Vajpayee served as India’s prime minister three times: for 13 days in 1996, 11 months in 1998 to 1999 and then from 1999 to 2004.
He also served decades in parliament, and was a foreign minister from 1977 to 1980.
He believed that India should enshrine Hindu culture, but he opposed discrimination against other religions.
Vajpayee was one of the few BJP leaders to express anguish when hundreds of Muslims were killed in 2002 during religious riots in the western state of Gujarat, governed at the time by India’s current Prime Minister Narendra Modi.
He called the 1992 destruction of a 16th-century mosque on a disputed site by Hindu fanatics India’s darkest hour.
Commenting on the news of his death, Modi said Vajpayee’s stewardship had put India on a fast track to growth.
“It was Atal Ji’s exemplary leadership that set the foundations for a strong, prosperous and inclusive India in the 21st century,” Modi said in a tweet.
It was Atal Ji’s exemplary leadership that set the foundations for a strong, prosperous and inclusive India in the 21st century.

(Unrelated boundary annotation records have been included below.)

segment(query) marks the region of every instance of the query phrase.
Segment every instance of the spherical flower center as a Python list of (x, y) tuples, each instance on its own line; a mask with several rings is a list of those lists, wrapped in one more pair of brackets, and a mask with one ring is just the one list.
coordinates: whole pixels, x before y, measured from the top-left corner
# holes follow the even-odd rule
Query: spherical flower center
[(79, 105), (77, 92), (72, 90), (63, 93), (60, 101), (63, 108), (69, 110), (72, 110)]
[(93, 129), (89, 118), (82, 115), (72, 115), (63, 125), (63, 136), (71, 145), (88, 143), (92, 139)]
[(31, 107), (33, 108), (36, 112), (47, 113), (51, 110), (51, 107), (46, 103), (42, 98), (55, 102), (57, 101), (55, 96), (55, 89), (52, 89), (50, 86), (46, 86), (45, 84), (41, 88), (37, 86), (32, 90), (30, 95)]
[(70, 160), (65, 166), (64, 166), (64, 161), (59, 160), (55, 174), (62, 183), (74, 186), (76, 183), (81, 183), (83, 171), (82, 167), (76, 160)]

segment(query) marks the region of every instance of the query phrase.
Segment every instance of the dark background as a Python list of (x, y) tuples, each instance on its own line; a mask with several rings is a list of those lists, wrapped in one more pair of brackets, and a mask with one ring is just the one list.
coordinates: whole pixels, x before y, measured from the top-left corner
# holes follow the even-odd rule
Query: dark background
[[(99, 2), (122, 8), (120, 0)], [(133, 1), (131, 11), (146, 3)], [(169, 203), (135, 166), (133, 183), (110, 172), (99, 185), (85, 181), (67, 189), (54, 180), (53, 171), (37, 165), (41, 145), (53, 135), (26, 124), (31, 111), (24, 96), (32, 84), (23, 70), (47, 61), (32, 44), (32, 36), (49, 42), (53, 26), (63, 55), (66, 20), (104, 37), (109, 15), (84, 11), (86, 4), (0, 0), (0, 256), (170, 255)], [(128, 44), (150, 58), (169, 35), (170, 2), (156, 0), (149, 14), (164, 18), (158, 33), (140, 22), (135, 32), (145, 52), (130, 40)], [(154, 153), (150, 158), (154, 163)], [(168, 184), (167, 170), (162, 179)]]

His futuristic policies across various sectors touched the lives of each and every citizen of India.
— Narendra Modi (@narendramodi) August 16, 2018
Vajpayee was a key figure in the development of India’s nuclear programme and gave the go-ahead for underground nuclear tests in 1998, believing nuclear weapons would be a deterrent against China and Pakistan.
Pakistan responded to those tests with six of its own, launching both countries on a race to amass the weapons.
But a year later, Vajpayee rode on the first bus to begin a new service from Delhi to the Pakistani city of Lahore in a rare trip by an Indian prime minister to mend ties with the neighbour.
He retired from politics in 2005, four years before suffering a stroke that made him retreat from public view.